AI Papers Reader

Personalized digests of latest AI research

View on GitHub

Large Language Models Bring New Hope to Grapheme-to-Phoneme Conversion, Especially for Underrepresented Languages

Speech recognition and synthesis have benefited greatly from advancements in Grapheme-to-Phoneme (G2P) conversion, the process of translating written text to its corresponding pronunciation. However, building accurate G2P systems is especially challenging for languages with polyphone words (words with multiple pronunciations) and context-sensitive phonemes. This is because the pronunciation of a word can change based on its surrounding context, making it difficult for traditional G2P systems to accurately capture the nuances of speech.

Consider the Persian word for “flower,” which is spelled the same as the word for “mud” - both are written as “گل.” However, “flower” is pronounced as /gol/ while “mud” is pronounced as /gel/. Determining the correct pronunciation relies on understanding the surrounding context, like the sentence structure, to discern whether the word refers to “flower” or “mud”. This challenge is further complicated by the presence or absence of the Ezafe, a short vowel sound /e/ used to connect related words in a Persian phrase. Whether or not the Ezafe is present can change the meaning of an entire sentence, making it a critical but subtle factor in accurately determining pronunciation.

This is where large language models (LLMs) come in. These advanced AI systems have demonstrated remarkable abilities in understanding and processing language, including phonetics. A recent paper by researchers at Sharif University of Technology in Iran, titled “LLM-Powered Grapheme-to-Phoneme Conversion: Benchmark and Case Study,” explores the potential of LLMs for G2P conversion, particularly in the context of the Persian language.

The researchers acknowledge that while LLMs show promise in G2P, their performance can be hindered by errors in their outputs and their limitations in underrepresented languages.
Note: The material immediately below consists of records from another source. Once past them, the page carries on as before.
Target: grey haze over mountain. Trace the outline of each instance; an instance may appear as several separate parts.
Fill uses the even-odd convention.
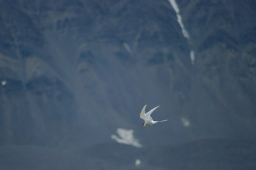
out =
[[[254,169],[255,2],[170,1],[0,1],[0,167]]]

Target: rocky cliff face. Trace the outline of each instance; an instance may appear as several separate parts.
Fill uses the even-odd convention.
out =
[[[177,3],[189,38],[168,1],[0,1],[1,145],[255,140],[255,3]]]

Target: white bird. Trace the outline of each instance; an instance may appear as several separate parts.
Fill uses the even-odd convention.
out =
[[[152,108],[148,112],[145,113],[146,113],[145,112],[146,106],[147,106],[147,104],[145,105],[145,106],[142,108],[141,112],[140,113],[140,118],[141,119],[144,120],[144,121],[145,121],[144,124],[142,124],[142,127],[152,125],[154,124],[156,124],[156,123],[168,120],[161,120],[161,121],[154,121],[153,119],[152,118],[152,117],[150,117],[150,115],[151,115],[151,113],[152,113],[152,112],[154,111],[155,111],[155,110],[156,110],[160,106],[158,106],[154,108]]]

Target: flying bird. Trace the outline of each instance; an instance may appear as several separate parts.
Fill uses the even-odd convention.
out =
[[[165,122],[165,121],[168,120],[161,120],[161,121],[154,121],[153,119],[152,118],[152,117],[150,117],[150,115],[151,115],[151,113],[152,113],[152,112],[154,111],[155,111],[155,110],[156,110],[160,106],[158,106],[154,108],[152,108],[148,112],[145,113],[146,113],[146,111],[145,111],[146,106],[147,106],[147,104],[145,105],[145,106],[142,108],[141,112],[140,113],[140,118],[141,119],[144,120],[144,121],[145,121],[144,124],[142,124],[141,128],[143,128],[143,127],[146,127],[146,126],[152,125],[158,122]]]

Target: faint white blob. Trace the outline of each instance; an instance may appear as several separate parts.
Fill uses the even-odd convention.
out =
[[[168,1],[171,4],[172,8],[176,12],[176,15],[177,15],[177,20],[179,24],[180,24],[183,36],[185,38],[189,39],[189,35],[188,31],[186,30],[184,25],[183,24],[182,18],[180,15],[180,10],[179,9],[178,4],[176,3],[175,0],[168,0]]]
[[[141,163],[141,162],[140,160],[138,159],[137,159],[135,160],[135,166],[140,166]]]
[[[182,117],[180,120],[184,127],[189,127],[190,125],[190,122],[187,118]]]
[[[2,81],[1,81],[1,84],[2,85],[2,86],[4,86],[4,85],[6,85],[6,81],[5,81],[5,80],[2,80]]]
[[[125,47],[126,50],[127,50],[127,51],[132,54],[132,49],[131,49],[130,46],[129,46],[129,45],[127,43],[124,43],[124,47]]]
[[[195,53],[193,50],[190,52],[190,60],[191,61],[192,65],[195,64],[195,60],[196,58],[195,57]]]
[[[111,138],[115,140],[116,142],[132,145],[138,148],[142,147],[142,145],[139,143],[138,140],[133,136],[132,129],[118,128],[116,130],[116,133],[119,136],[115,134],[112,134],[111,136]]]

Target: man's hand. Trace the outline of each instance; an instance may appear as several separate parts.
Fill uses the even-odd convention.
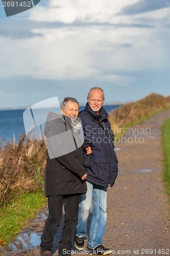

To overcome these challenges, the researchers proposed a combination of innovative prompting techniques and post-processing methods designed to improve LLM outputs without requiring additional training or labeled data.

They introduced a novel benchmarking dataset called “Sentence-Bench” specifically designed for evaluating G2P models on sentence-level challenges in Persian. This dataset includes sentences annotated with their phonetic sequences, including examples of polyphone words and instances of the Ezafe phoneme.

The researchers found that their combined approach, utilizing a specific prompting strategy and a dictionary-based correction method, yielded impressive results. They achieved significant improvements in phoneme error rate (PER), the standard metric for evaluating G2P models.

They also achieved a significant improvement in accurately predicting the pronunciation of polyphone words and successfully identified the presence or absence of the Ezafe. Their findings suggest that LLMs can outperform traditional G2P systems, especially in underrepresented languages like Persian, where resources for training are limited.

The study highlighted the potential of LLMs to revolutionize G2P conversion. They showcased that LLMs can be used to create high-quality G2P tools without relying on extensive labeled data. This opens up new possibilities for developing accurate and efficient G2P systems for underrepresented languages, ultimately making speech recognition and synthesis more accessible to a wider range of users.